Track
OpenAI recently announced Operator, an AI agent designed to handle web-based tasks on its own. It can handle tasks like booking a table or shopping online, simplifying digital interactions for everyday tasks.
However, we think its potential goes beyond convenience—it could empower people who lack computer skills by enabling them to complete tasks like filling out forms or navigating complex websites with ease.
Additionally, with further integration of voice commands, it could provide a more accessible solution for individuals with disabilities, such as those with visual impairments.
Operator enters a competitive field that includes Anthropic’s computer-use capabilities and Google’s Project Mariner. One difference is that Anthropic’s tools require programming knowledge (for now), whereas Operator allows users to provide instructions in plain language, making it more accessible.
In this blog, we’ll explain what Operator is, explore its core technology (CUA), outline its use cases and limitations, and discuss where it fits within the broader context of AI agents. We’ve also created this one-minute video for a quick overview:
What Is Operator?
Operator is OpenAI’s first AI agent, designed to autonomously perform tasks on the web. An AI agent is a system that can take instructions, reason through them, and execute actions without constant human oversight.
Unlike traditional automation tools that rely on predefined APIs or rigid workflows, Operator interacts directly with websites, mimicking human actions like clicking, typing, and scrolling. Its primary goal is to simplify digital tasks that might otherwise require manual effort or technical expertise.

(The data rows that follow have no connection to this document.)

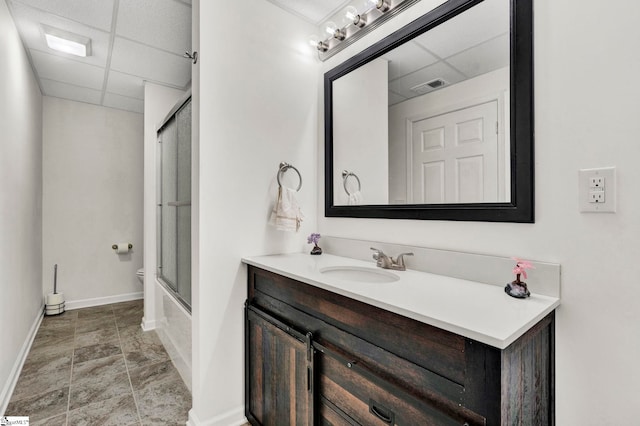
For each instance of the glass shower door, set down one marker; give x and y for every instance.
(174, 221)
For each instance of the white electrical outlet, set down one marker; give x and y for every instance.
(594, 195)
(596, 182)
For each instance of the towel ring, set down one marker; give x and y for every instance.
(283, 168)
(345, 176)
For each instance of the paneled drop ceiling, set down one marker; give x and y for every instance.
(132, 41)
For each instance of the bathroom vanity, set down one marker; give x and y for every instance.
(411, 349)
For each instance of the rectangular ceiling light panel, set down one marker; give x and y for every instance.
(66, 42)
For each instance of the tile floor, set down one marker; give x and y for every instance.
(95, 366)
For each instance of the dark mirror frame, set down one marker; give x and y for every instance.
(521, 207)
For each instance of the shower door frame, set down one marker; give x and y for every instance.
(169, 285)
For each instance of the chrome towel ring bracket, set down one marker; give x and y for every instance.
(345, 176)
(283, 168)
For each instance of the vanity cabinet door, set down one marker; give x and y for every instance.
(278, 374)
(349, 394)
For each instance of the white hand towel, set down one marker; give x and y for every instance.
(286, 214)
(355, 198)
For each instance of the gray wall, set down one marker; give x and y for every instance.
(20, 203)
(93, 198)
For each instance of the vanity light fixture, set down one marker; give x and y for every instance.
(64, 41)
(382, 5)
(356, 24)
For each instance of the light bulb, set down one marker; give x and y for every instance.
(369, 4)
(350, 14)
(314, 40)
(331, 28)
(334, 31)
(316, 43)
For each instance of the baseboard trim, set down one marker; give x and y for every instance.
(231, 418)
(148, 325)
(97, 301)
(10, 385)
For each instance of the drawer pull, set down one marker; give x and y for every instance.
(381, 412)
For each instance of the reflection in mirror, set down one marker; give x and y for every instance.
(429, 121)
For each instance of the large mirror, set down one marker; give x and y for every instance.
(436, 120)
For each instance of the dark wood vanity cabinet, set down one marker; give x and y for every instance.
(315, 357)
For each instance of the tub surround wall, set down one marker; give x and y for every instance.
(93, 189)
(257, 104)
(20, 205)
(577, 125)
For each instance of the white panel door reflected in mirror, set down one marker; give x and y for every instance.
(428, 122)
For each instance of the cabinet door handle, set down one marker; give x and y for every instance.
(381, 412)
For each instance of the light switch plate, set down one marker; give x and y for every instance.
(597, 190)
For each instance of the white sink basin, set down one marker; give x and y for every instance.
(360, 274)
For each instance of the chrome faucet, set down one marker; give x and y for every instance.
(386, 262)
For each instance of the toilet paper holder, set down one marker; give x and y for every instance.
(115, 246)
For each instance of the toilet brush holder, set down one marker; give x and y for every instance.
(55, 304)
(55, 300)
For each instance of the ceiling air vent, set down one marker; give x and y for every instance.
(429, 86)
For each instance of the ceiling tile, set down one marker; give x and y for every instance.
(126, 85)
(402, 86)
(165, 24)
(54, 67)
(486, 57)
(95, 13)
(29, 20)
(494, 16)
(123, 102)
(150, 64)
(408, 58)
(69, 91)
(394, 98)
(313, 11)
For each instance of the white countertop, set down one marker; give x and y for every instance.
(475, 310)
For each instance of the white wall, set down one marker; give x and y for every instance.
(361, 133)
(20, 204)
(256, 103)
(93, 190)
(581, 122)
(161, 311)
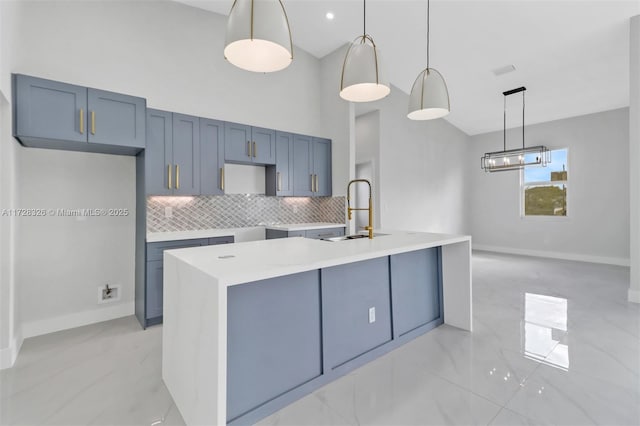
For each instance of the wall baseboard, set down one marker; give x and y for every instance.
(8, 355)
(555, 255)
(65, 322)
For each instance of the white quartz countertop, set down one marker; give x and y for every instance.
(244, 262)
(304, 226)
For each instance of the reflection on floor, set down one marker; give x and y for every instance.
(555, 342)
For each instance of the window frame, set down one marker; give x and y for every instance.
(524, 185)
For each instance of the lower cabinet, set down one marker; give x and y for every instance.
(153, 291)
(289, 335)
(274, 339)
(356, 309)
(415, 289)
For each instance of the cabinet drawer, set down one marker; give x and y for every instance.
(227, 239)
(155, 250)
(324, 233)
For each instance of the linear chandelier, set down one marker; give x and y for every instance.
(514, 159)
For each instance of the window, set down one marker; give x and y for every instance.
(544, 189)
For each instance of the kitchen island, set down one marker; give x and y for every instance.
(251, 327)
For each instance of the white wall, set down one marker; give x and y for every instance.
(634, 157)
(10, 332)
(597, 226)
(368, 151)
(169, 53)
(422, 170)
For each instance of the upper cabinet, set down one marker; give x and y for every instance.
(50, 114)
(172, 157)
(249, 145)
(279, 178)
(311, 166)
(211, 157)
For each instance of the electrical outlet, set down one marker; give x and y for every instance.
(109, 293)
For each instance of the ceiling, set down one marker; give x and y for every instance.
(573, 55)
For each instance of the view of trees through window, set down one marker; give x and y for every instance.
(544, 189)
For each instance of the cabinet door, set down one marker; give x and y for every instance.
(49, 109)
(153, 294)
(284, 164)
(237, 143)
(116, 119)
(349, 294)
(264, 145)
(415, 289)
(302, 166)
(186, 154)
(158, 161)
(273, 339)
(322, 166)
(211, 157)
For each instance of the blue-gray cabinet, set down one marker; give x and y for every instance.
(172, 157)
(322, 167)
(158, 157)
(211, 157)
(415, 289)
(274, 339)
(279, 178)
(311, 166)
(51, 114)
(153, 292)
(249, 145)
(186, 154)
(356, 310)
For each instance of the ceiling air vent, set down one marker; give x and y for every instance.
(503, 70)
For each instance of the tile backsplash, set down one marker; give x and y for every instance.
(238, 211)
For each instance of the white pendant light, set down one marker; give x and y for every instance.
(258, 36)
(429, 96)
(363, 79)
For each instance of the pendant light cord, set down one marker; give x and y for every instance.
(523, 120)
(364, 18)
(428, 34)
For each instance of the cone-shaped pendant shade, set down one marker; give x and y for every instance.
(258, 36)
(363, 79)
(429, 96)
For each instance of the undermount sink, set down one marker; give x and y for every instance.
(351, 237)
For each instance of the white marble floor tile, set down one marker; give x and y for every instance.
(308, 411)
(561, 332)
(395, 392)
(552, 395)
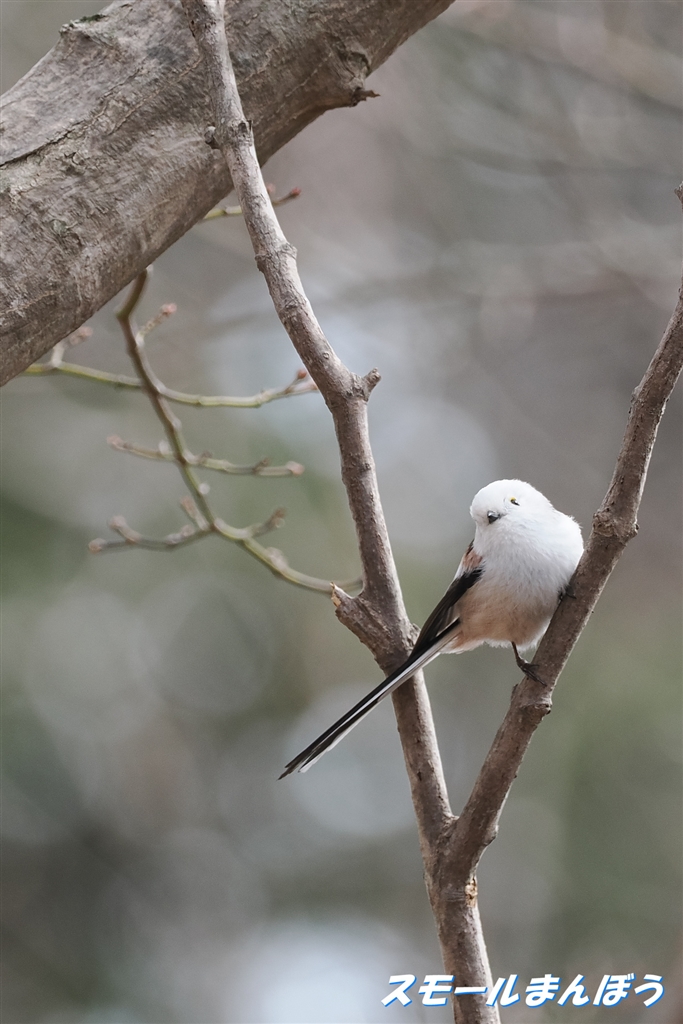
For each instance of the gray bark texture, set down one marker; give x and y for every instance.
(102, 159)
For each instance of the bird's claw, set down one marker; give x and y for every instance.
(529, 670)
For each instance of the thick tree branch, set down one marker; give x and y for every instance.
(614, 524)
(102, 163)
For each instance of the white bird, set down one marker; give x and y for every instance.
(507, 587)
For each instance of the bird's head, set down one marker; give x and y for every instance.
(504, 499)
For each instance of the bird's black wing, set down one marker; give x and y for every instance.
(442, 617)
(434, 634)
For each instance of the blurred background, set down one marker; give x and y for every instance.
(499, 235)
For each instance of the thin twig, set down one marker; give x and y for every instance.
(300, 385)
(196, 505)
(236, 211)
(205, 461)
(451, 847)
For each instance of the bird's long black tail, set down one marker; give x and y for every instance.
(331, 736)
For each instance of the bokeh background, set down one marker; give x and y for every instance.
(499, 235)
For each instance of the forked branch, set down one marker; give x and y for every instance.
(451, 847)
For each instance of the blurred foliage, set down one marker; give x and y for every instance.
(499, 235)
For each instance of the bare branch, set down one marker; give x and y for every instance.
(614, 524)
(451, 847)
(300, 385)
(377, 615)
(236, 211)
(196, 504)
(205, 461)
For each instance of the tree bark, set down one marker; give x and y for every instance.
(102, 160)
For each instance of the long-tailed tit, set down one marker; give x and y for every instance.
(507, 587)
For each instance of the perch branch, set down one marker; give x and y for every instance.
(377, 615)
(300, 385)
(451, 847)
(614, 524)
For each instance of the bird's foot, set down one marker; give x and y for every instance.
(529, 670)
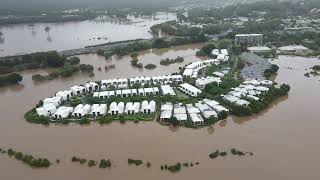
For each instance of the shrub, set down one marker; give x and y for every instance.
(150, 66)
(136, 162)
(91, 163)
(104, 163)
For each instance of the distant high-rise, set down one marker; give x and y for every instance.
(249, 39)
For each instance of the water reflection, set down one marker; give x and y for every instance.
(284, 135)
(210, 130)
(72, 35)
(12, 88)
(242, 120)
(223, 123)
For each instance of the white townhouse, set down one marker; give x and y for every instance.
(190, 90)
(98, 110)
(81, 110)
(91, 86)
(78, 90)
(132, 108)
(167, 90)
(62, 113)
(166, 111)
(148, 107)
(180, 112)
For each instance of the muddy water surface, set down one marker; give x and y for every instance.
(284, 138)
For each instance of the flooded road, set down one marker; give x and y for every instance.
(283, 138)
(74, 35)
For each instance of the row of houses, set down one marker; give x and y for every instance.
(204, 109)
(123, 83)
(127, 93)
(96, 110)
(250, 89)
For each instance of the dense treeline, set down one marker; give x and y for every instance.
(32, 61)
(156, 43)
(168, 61)
(27, 158)
(65, 71)
(48, 18)
(272, 70)
(13, 78)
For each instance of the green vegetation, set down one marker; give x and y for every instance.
(257, 106)
(233, 151)
(178, 166)
(65, 71)
(28, 159)
(217, 44)
(135, 162)
(271, 71)
(168, 61)
(316, 68)
(33, 117)
(104, 163)
(13, 78)
(91, 163)
(215, 89)
(150, 66)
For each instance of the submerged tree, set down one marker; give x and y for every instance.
(47, 29)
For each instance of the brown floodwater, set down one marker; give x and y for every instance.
(283, 138)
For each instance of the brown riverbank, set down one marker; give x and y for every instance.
(282, 138)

This makes it well-suited for everyday activities like managing reservations or filling out forms, as well as for more complex, multi-step workflows. Here’s an example of using Operator:
Operator uses a virtual browser to navigate websites. This virtual environment enables it to interact with graphical user interfaces (GUIs) like a human user would. Instead of requiring websites to have specialized APIs, Operator interprets the visual layout of a webpage, clicks buttons, types in fields, and scrolls through content.

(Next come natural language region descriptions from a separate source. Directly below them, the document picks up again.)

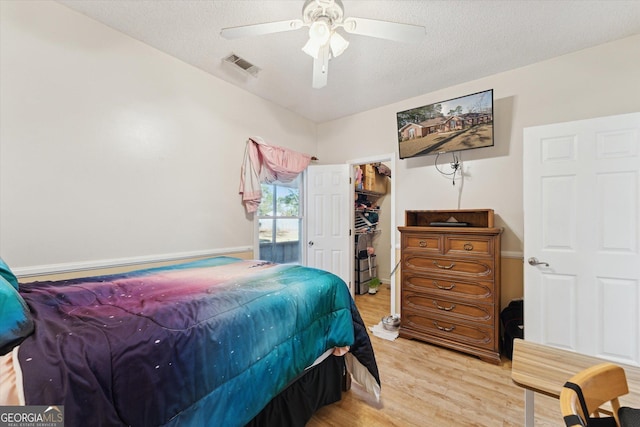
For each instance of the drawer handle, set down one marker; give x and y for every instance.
(444, 288)
(443, 308)
(444, 267)
(442, 328)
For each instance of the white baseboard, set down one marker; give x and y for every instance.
(43, 270)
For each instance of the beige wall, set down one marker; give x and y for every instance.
(594, 82)
(110, 149)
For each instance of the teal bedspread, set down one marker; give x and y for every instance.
(203, 343)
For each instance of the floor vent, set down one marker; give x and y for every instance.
(243, 64)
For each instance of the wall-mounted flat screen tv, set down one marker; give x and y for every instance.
(453, 125)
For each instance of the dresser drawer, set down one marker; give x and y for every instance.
(423, 242)
(468, 289)
(451, 309)
(451, 266)
(472, 245)
(431, 325)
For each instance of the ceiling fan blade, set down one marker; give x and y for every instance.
(261, 29)
(384, 29)
(321, 68)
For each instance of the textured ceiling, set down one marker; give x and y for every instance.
(466, 40)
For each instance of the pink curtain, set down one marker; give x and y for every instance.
(264, 163)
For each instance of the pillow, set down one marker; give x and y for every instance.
(8, 275)
(16, 322)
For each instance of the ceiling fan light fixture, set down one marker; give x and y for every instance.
(338, 44)
(319, 35)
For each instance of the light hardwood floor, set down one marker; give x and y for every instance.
(425, 385)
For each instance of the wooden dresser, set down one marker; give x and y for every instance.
(451, 280)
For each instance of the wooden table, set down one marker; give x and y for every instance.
(543, 369)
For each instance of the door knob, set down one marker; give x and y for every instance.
(534, 261)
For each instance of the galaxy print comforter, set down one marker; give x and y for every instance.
(203, 343)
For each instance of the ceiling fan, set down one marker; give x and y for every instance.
(324, 17)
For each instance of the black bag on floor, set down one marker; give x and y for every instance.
(512, 319)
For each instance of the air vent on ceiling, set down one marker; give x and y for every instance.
(243, 64)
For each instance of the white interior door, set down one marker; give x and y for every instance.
(329, 198)
(581, 224)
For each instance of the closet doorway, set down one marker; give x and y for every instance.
(378, 241)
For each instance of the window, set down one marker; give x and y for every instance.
(280, 222)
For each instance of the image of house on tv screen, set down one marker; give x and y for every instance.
(454, 125)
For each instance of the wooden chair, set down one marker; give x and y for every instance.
(598, 385)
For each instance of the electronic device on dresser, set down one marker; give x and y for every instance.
(450, 289)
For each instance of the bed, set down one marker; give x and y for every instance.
(221, 341)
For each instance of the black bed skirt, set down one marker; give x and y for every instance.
(295, 405)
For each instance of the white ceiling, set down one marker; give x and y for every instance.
(466, 40)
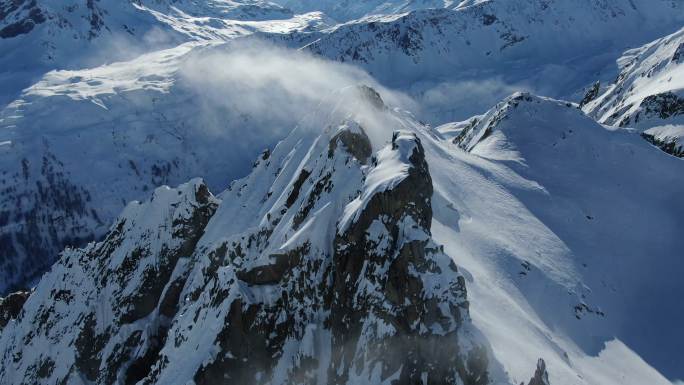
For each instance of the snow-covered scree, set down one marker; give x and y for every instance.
(459, 61)
(80, 144)
(334, 261)
(648, 94)
(171, 296)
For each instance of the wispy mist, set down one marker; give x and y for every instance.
(271, 89)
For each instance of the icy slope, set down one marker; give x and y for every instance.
(79, 145)
(270, 290)
(38, 35)
(560, 228)
(570, 233)
(648, 94)
(350, 10)
(459, 62)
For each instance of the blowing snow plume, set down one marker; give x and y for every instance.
(273, 89)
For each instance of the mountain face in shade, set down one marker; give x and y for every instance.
(648, 94)
(363, 192)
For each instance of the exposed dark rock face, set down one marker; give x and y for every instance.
(10, 306)
(591, 94)
(541, 377)
(26, 15)
(41, 212)
(399, 300)
(296, 299)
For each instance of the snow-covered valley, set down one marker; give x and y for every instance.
(360, 192)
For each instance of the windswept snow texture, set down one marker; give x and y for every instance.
(457, 62)
(260, 285)
(648, 94)
(439, 224)
(576, 272)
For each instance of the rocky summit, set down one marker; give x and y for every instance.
(475, 192)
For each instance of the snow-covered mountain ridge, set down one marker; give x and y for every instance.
(363, 246)
(275, 299)
(648, 94)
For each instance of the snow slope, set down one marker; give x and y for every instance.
(458, 62)
(648, 94)
(559, 226)
(187, 287)
(37, 35)
(583, 207)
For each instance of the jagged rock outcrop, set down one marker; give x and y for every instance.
(336, 280)
(648, 94)
(11, 305)
(541, 377)
(104, 310)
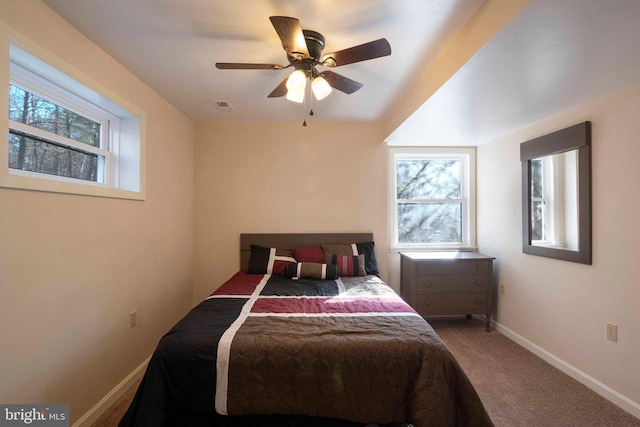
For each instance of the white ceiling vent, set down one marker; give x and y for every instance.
(223, 106)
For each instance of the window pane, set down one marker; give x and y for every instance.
(537, 220)
(429, 222)
(33, 110)
(428, 179)
(35, 155)
(536, 178)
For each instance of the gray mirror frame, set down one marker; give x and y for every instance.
(576, 137)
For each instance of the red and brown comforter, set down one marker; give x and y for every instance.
(349, 349)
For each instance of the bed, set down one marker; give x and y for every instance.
(304, 334)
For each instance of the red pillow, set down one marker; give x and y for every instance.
(309, 254)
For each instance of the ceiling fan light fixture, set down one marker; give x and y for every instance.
(297, 81)
(296, 95)
(320, 87)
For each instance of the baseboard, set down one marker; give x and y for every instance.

Operator relies on plain-language instructions to understand what users need. Once the task is set, it processes the instructions, breaks them into actionable steps, and executes them while providing feedback to the user. Operator can also ask for clarification or confirmations for critical actions, such as submitting a form or completing a payment, ensuring greater control over its output.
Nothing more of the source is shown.